While the Catholic Church continues to prefer burial in the ground, it accepts cremation as an option, but forbids the scattering of ashes and the growing practice of keeping cremated remains at home, said Cardinal Gerhard Müller, prefect of the Congregation for the Doctrine of the Faith.
"Caring for the bodies of the deceased, the church confirms its faith in the resurrection and separates itself from attitudes and rites that see in death the definitive obliteration of the person, a stage in the process of reincarnation or the fusion of one's soul with the universe," the cardinal told reporters Oct. 25.
In 1963, the congregation issued an instruction permitting cremation as long as it was not done as a sign of denial of the basic Christian belief in the resurrection of the dead. The permission was incorporated into the Code of Canon Law in 1983 and the Code of Canons of the Eastern Churches in 1990.
However, Müller said, church law had not specified exactly what should be done with "cremains," and several bishops' conferences asked the congregation to provide guidance.
The result, approved by Pope Francis after consultation with other Vatican offices and with bishops' conferences and the Eastern churches' synods of bishops, is "Ad resurgendum cum Christo" ("To Rise with Christ"), an instruction "regarding the burial of the deceased and the conservation of the ashes in the case of cremation."
Presenting the instruction, Cardinal Müller said, "shortly, in many countries, cremation will be considered the ordinary way" to deal with the dead, including for Catholics.
Cremation, in and of itself, does not constitute a denial of belief in the immortality of the soul and the resurrection of the body, the instruction says. Nor does it "prevent God, in his omnipotence, from raising up the deceased body to new life."
However, the Catholic church wholeheartedly recommends continuing the "pious practice of burying the dead," Müller said. It is considered one of the corporal works of mercy and, mirroring the burial of Christ, it more clearly expresses hope in the resurrection when the person's body and soul will be reunited.
In addition, he said, when a person is buried in the ground -- and, at least to some extent -- when the urn of the person's ashes is placed in a columbarium or tomb, the final resting place is marked with the person's name, the same name with which the person was baptized and by which the person is called by God.
"Belief in the resurrection of the flesh is fundamental," he said. "A human cadaver is not trash" and an anonymous burial or scattering of ashes "is not compatible with the Christian faith. The name, the person, the concrete identity of the person" is important because God created each individual and calls each individual to himself.

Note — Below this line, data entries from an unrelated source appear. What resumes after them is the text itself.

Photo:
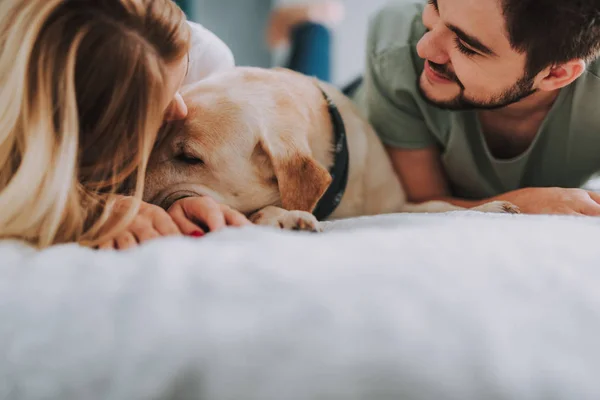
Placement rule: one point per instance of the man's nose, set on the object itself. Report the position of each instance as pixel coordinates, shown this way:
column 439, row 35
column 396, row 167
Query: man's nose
column 432, row 47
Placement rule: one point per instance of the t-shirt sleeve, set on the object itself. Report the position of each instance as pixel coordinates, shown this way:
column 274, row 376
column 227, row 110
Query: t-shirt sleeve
column 208, row 54
column 390, row 86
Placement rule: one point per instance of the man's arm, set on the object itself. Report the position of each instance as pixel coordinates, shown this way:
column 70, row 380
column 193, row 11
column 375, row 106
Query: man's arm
column 423, row 178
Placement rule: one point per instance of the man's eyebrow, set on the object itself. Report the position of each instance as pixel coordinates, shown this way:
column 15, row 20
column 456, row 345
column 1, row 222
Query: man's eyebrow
column 472, row 41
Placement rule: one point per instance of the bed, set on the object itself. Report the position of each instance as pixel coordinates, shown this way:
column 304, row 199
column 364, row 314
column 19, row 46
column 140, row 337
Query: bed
column 452, row 306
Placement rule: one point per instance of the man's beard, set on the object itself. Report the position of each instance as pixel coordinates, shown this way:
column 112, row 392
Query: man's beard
column 520, row 90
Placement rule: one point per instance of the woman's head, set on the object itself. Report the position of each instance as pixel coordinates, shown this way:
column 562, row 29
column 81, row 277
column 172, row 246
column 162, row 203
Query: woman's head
column 84, row 88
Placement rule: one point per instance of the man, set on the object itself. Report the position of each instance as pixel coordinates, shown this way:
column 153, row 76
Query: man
column 489, row 99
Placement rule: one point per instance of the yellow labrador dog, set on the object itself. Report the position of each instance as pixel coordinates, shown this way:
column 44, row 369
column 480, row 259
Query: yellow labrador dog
column 281, row 147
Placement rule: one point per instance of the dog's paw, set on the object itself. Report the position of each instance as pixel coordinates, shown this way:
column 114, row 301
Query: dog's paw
column 299, row 221
column 289, row 220
column 501, row 207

In fact, when asked if there was any way to rectify the situation when a person's ashes already had been scattered, Müller suggested making a memorial in a church or other appropriate place and including the name of the deceased.
What is more, he said, labeling an urn or tomb in a public place is an expression of belief in the "communion of saints," the unending unity in Christ of all the baptized, living and dead.
"Other believers have a right to pray at the tomb" and to remember deceased members of the Catholic church on the feast of All Saints and All Souls.
Keeping ashes at home on the mantel, he said, is a sign not only of love and grief, but also of not understanding how the loved one belonged to the entire community of faith and not just to his or her closest relatives.
"Only in grave and exceptional cases," the instruction says, local bishops may give permission for ashes to be kept in a private home. Müller said it was not up to him, but to local and national bishops' conferences to determine what those "grave and exceptional" circumstances might be.
Placing the ashes in a sacred place also "prevents the faithful departed from being forgotten or their remains from being shown a lack of respect," which is more likely to happen as time goes on and the people closest to the deceased also pass way, the instruction said.
Asked specifically about the growing trend in his native Germany of "forest burials," where people pay to have their ashes in urns interred at the base of a tree in a designated forest burial ground, Müller said the German bishops were not thrilled with the idea, but accepted it with the proviso that the tree be marked with the name of the person buried at its base.
In the United States and other countries, a growing number of Catholic cemeteries set aside sections for "green burials" for bodies that have not been embalmed and are placed in simple wooden caskets that eventually will biodegrade along with the body.
"We believe in the resurrection of the body and this must be the principle of our understanding and practice," Müller told Catholic News Service, noting that there is a difference between allowing for the natural decay of the body while protecting the environment and seeing the body of the deceased primarily as fertilizer for plants and trees.